Avoid all contact with your abuser. Statistics indicate that abused women are in danger even after they leave their abuser. Ex-husbands stalk and even kill their ex-wives. You may think you can handle seeing him. I thought I could. I was wrong. The result was that I effectively gave him permission to control me. At first, I let him contact me for the sake of keeping peace with the family. I thought I could forgive him and that perhaps we could be friends. That opened the door for him to continue harassing and it continued for years. Every time he contacted me, I was unsettled for hours afterwards. Eventually, I had to leave the city, change my phone number and block him from email and Facebook. No contact means NO CONTACT! Stop all contact immediately. It’s the only way to heal and move on.
Think of yourself first. Many abused women are used to taking care of others first. In fact, they are so busy trying react to their partner’s behaviour they don’t think of themselves. Do something that’s healthy for you. We all have psychological needs. Go for long walks, join a gym, exercise. Socialize, go to a movie, take a vacation. Each person’s psychological needs are different, so figure out what recharges your battery and do it.
Separate your finances and utilities. Banks and utility companies deal with this issue daily. They’re very nice about it. If your name is on the utility, get your name off the bill before your ex makes additional charges. Even though the cable was in my name, the company representative was empathetic and immediately removed my ex’s additional charges for porn movies when I explained the situation.
Get your valuables away from your abuser as soon as possible. I only had the opportunity to return to the house once with my ex not there. The next time I went back (accompanied) my ex was there. He refused to leave. So, naturally, I was uncomfortable and hurried. What he hadn’t sold or packed, he had damaged or destroyed. In hindsight, I would have called his parole officer and forced him to leave so that I could have a day to pack my belongings. One could say that ‘things’ aren’t important and, of course, I value my freedom and safety over my belongings. However, I had spent years collecting books, art, glassware, entertaining dishes, linen and mementos. I’ve been able to replace some of them, but it still annoys me that I left my belongings behind.
Get professional help. I didn’t think I needed professional help. At the encouragement and insistence of friends, I finally did go to an abuse centre, my family physician, a psychiatrist and a lawyer. I also spoke with the local Special Victim Unit. If for no other reason than to formally document what happened; I urge you to contact all of these professionals and do it immediately. Find a women’s centre in your city. No one will understand what you’re going through as well as a woman who has gone through it herself.
Reach out to friends. Share your experience. Caution: don’t go on and on and expect pity. Tell your story once only, but tell it to everyone you know. People are generally empathetic.
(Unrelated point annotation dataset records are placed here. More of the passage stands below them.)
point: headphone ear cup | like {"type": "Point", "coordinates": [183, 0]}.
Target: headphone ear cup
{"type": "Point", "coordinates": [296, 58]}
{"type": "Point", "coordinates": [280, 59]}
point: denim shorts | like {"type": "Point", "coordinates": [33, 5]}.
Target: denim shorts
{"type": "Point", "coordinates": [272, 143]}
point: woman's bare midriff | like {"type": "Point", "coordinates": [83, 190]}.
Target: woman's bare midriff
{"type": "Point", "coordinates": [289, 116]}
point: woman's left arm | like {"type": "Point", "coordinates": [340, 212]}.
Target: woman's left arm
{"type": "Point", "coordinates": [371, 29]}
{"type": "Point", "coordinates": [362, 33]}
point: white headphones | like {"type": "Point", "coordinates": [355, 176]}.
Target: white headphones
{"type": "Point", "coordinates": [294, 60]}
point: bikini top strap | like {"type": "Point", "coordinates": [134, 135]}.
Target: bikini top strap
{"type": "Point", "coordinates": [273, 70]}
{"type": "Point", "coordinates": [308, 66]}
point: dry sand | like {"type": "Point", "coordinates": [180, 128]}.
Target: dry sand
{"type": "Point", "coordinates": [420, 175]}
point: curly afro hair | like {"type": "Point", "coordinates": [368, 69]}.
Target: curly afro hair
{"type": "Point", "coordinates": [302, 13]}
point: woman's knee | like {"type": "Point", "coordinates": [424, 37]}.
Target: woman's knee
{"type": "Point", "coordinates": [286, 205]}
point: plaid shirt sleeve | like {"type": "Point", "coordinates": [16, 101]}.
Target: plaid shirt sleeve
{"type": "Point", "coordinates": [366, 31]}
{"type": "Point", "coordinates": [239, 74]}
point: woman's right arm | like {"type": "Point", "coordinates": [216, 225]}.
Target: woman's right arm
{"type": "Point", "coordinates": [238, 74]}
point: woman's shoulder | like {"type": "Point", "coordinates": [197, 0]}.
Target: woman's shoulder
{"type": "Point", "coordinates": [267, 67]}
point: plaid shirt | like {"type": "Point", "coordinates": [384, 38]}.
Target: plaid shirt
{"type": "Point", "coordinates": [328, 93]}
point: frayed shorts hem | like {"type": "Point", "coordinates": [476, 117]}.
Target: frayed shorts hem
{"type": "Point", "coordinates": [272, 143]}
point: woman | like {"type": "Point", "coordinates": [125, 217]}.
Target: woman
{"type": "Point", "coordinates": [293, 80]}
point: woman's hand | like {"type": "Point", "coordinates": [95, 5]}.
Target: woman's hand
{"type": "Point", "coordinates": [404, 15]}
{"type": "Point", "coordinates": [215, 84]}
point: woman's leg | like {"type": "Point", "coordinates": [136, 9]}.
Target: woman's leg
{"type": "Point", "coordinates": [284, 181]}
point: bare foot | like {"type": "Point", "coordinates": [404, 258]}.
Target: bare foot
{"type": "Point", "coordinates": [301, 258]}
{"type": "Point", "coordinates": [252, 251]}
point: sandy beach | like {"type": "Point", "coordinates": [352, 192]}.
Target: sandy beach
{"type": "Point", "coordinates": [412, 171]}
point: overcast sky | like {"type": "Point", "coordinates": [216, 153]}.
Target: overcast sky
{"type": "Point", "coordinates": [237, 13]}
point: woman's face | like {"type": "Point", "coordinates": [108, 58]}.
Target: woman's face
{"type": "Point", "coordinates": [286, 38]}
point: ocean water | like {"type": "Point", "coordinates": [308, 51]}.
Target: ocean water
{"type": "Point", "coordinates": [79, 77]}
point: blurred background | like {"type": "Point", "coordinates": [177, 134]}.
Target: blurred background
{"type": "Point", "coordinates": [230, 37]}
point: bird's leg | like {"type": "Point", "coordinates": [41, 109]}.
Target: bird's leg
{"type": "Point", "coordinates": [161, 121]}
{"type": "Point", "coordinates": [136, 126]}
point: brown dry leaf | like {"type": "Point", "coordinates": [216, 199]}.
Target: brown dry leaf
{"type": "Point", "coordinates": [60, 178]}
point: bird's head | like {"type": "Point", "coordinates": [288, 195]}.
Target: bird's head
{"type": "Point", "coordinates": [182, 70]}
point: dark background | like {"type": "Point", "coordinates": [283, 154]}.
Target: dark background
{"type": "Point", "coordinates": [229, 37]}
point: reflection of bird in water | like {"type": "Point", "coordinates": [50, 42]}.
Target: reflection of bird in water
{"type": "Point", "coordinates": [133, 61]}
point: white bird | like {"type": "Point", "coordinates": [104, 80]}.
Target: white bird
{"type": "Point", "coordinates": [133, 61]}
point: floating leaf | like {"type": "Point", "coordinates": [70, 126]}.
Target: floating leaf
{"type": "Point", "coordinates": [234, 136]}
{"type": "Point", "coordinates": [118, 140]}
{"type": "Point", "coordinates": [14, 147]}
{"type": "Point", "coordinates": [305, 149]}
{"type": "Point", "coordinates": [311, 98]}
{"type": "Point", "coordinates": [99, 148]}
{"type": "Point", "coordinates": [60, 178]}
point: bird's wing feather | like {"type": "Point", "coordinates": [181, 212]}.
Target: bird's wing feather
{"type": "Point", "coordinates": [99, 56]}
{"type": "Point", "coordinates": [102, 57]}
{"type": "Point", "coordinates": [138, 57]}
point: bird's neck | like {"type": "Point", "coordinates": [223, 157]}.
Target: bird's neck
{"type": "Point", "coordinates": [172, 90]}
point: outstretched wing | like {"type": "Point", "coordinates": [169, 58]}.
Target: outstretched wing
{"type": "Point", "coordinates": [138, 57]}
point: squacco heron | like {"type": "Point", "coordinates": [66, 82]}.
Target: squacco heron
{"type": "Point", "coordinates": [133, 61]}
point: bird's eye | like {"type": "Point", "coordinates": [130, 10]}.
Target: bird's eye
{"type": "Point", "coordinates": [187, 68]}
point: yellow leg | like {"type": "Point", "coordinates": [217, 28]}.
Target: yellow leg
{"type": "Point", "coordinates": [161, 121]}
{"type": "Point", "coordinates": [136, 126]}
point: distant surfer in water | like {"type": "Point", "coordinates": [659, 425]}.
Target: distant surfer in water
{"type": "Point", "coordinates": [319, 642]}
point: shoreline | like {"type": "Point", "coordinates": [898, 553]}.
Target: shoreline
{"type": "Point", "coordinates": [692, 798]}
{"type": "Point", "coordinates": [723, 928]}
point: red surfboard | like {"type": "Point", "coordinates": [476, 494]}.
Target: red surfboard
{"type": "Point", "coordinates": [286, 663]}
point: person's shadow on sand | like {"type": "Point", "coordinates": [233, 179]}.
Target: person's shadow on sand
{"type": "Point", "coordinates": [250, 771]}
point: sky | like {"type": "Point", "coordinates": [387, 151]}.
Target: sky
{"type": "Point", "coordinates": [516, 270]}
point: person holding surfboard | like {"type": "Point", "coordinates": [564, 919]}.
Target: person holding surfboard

Do this for yourself and for others. Part of the issue with domestic violence and abuse is that the ‘general public’ doesn’t realize how rampant it is in our society. Spread the news. Sometimes friends will offer things you hadn’t even thought of. One friend gave me pots and pans, a vacuum cleaner and some various dishes. Another friend gave me a place to stay for a while and some desperately needed cash. Friends who I contacted via email or Facebook were most encouraging and provided the emotional support I needed.
Keep a journal. At least try. You may or may not find it healing, but at minimum you will have a record of when things happened. This may be important later on. Police will ask for the particulars. I found within several months I started to forget the details.
If just one woman reads this and makes better decisions in leaving her abusive partner, my purpose will be fulfilled. Be safe.